Les parents enfin, semblent tenir le même discours, en encourageant Opio à aller à l’école. La mère voudrait éloigner son fils des dangers de la mine. Le père fait les démarches auprès de la direction de l’école. Mais il dit ne pas gagner d’argent. Payer les frais, cela revient à Opio. Donc il lui faudra travailler à la mine.

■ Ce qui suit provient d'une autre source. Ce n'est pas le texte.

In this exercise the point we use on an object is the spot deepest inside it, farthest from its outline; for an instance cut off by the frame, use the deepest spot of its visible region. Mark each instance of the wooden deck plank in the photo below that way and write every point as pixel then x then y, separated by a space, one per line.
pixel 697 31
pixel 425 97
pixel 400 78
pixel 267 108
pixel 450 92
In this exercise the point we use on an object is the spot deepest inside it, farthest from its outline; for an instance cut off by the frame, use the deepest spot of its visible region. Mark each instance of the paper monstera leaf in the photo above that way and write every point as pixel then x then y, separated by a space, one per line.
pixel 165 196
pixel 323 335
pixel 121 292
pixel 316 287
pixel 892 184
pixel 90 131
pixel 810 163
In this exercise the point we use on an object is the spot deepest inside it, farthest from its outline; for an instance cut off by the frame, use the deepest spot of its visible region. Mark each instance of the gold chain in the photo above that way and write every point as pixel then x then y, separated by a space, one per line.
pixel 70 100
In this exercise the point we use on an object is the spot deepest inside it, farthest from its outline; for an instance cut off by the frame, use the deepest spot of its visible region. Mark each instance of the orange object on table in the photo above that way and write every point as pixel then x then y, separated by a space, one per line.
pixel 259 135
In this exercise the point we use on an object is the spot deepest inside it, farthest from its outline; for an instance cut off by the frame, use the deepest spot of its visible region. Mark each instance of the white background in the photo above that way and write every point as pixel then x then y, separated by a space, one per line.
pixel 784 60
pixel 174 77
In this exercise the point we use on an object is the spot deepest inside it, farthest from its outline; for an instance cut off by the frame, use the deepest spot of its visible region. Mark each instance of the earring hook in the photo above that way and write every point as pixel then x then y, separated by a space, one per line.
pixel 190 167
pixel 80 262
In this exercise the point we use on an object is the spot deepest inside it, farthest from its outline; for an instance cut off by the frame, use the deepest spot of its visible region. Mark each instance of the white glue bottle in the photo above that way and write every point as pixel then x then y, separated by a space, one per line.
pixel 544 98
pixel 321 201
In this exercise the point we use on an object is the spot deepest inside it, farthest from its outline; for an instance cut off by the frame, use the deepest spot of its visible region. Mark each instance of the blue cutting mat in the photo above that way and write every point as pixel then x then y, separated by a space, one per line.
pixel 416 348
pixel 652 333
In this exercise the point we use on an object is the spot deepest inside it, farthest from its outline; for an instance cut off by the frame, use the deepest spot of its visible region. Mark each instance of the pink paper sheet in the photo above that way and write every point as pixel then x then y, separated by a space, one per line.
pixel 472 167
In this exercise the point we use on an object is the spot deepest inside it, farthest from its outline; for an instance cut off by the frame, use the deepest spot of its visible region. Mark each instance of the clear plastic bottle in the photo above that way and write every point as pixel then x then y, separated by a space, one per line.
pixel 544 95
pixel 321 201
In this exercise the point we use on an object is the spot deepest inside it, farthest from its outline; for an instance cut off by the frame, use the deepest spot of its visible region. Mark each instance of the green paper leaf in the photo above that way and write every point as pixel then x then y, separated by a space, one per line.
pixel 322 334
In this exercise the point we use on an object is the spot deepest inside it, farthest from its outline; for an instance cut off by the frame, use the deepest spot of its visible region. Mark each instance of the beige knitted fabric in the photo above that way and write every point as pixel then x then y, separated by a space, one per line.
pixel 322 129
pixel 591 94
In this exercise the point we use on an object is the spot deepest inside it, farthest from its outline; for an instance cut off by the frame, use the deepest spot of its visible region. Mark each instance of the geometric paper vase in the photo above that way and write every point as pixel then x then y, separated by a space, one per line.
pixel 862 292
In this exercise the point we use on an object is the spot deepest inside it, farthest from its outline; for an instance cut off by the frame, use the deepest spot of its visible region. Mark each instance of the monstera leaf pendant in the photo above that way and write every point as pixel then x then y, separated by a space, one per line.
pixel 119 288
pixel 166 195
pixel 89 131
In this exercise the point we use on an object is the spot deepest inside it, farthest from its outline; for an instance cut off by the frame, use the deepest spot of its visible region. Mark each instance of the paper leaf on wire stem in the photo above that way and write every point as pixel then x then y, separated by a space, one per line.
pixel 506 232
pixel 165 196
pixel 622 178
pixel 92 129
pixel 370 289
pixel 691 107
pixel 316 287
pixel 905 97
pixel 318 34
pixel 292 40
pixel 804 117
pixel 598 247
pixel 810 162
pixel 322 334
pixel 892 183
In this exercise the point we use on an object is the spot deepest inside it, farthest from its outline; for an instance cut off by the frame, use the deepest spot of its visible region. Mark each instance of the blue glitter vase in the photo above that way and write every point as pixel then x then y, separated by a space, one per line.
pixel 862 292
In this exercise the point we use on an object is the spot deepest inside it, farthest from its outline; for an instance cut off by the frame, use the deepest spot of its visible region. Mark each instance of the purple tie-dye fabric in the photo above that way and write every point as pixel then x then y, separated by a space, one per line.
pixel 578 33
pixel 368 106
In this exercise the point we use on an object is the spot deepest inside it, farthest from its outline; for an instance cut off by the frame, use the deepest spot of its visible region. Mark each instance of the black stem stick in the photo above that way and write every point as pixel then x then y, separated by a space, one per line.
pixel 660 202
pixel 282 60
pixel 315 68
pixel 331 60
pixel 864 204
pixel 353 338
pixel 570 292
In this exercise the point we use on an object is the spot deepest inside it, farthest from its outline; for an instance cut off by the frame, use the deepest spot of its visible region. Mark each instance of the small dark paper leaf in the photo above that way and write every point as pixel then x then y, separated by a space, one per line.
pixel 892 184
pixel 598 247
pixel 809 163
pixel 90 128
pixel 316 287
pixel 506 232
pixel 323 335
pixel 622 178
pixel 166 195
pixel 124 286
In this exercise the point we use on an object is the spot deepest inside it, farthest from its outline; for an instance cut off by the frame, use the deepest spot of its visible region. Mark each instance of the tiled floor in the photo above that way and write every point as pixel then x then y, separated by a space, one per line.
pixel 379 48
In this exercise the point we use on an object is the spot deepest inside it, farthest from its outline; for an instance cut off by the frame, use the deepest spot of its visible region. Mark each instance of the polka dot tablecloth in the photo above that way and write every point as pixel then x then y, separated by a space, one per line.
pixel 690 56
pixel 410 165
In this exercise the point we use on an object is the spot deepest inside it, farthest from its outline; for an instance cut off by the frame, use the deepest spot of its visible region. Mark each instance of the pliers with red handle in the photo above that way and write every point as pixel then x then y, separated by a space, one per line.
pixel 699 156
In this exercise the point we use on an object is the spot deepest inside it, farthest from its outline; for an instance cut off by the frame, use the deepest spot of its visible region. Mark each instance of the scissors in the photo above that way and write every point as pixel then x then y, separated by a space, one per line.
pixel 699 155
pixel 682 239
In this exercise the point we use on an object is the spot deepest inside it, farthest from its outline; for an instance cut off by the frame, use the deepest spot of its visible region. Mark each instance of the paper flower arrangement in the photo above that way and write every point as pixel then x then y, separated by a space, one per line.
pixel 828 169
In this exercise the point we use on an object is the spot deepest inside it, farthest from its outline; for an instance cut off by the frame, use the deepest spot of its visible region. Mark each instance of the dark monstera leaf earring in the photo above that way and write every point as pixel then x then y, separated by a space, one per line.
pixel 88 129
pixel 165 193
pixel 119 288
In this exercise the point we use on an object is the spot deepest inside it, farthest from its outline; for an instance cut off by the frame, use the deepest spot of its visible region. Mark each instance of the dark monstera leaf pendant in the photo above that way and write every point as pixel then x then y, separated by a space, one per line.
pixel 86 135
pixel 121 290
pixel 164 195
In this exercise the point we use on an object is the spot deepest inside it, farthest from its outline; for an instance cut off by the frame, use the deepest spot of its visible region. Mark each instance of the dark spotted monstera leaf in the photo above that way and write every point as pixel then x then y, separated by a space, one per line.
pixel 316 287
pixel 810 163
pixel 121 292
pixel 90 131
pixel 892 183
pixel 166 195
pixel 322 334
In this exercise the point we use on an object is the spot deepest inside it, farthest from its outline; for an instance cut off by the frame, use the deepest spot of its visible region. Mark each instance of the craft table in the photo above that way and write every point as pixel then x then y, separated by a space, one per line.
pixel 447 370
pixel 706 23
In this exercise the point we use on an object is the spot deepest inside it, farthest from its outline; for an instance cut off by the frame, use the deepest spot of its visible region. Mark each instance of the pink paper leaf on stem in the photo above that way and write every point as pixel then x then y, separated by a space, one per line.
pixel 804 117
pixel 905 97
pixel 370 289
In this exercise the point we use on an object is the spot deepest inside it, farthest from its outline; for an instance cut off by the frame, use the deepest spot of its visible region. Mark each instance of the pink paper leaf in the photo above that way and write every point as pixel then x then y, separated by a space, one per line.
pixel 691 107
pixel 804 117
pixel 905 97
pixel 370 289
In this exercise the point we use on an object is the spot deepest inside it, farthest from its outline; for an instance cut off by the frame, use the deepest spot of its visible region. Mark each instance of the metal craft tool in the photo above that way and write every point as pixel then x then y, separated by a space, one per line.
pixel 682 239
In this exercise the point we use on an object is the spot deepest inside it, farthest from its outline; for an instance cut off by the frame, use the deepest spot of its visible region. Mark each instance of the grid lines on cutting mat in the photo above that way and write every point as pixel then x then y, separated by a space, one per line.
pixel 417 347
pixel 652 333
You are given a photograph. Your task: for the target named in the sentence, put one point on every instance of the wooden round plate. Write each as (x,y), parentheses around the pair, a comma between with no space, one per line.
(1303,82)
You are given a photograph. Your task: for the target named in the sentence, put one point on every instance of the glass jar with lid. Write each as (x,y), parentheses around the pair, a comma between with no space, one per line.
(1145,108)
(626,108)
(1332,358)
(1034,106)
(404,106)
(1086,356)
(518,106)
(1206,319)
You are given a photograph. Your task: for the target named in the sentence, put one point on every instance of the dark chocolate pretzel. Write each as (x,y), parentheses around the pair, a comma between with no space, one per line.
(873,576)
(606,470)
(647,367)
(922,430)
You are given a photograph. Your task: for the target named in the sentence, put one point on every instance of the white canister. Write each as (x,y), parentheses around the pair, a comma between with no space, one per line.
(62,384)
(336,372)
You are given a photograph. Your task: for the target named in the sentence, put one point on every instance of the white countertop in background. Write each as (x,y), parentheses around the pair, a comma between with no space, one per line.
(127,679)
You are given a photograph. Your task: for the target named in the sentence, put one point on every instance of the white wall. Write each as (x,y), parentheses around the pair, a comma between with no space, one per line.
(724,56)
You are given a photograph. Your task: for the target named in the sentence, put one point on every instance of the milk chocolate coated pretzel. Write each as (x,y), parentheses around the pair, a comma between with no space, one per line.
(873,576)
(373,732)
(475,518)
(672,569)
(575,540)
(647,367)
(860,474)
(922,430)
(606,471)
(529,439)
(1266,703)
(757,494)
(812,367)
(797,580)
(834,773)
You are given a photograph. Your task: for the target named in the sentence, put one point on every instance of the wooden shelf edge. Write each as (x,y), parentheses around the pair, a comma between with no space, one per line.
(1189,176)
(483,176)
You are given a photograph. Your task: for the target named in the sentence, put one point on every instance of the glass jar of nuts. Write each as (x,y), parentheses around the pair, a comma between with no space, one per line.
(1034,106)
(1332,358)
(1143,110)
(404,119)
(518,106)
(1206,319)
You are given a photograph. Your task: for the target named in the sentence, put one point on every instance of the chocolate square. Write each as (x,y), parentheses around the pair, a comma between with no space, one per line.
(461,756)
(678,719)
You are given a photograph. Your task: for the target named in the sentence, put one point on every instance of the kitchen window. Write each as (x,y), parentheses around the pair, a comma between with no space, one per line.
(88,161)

De la mine à l’école, et de l’école à la mine, se trace ainsi une dialectique du malheur auquel Opio ne pourra échapper. Le film ne pouvait alors faire moins que de descendre dans la mine avec lui, une descente longue, pénible, incertaine quant à la possibilité de gain qu’elle promet au mineur en herbe. Mais le film en retire des images véritablement inédites. Des images angoissantes, tant l’espace filmé est clos et n’offre aucune issue. Remonter à la surface, avec un chargement de pierre qui ne contient peut-être pas une seule pépite d’or, est une épreuve encore plus éprouvante. L’image du trou, vu depuis la surface, et dans lequel apparait la tête d’Opio, comme s’il s’agissait d’une naissance, peut à elle seule symboliser toute la misère de l’enfance en Afrique.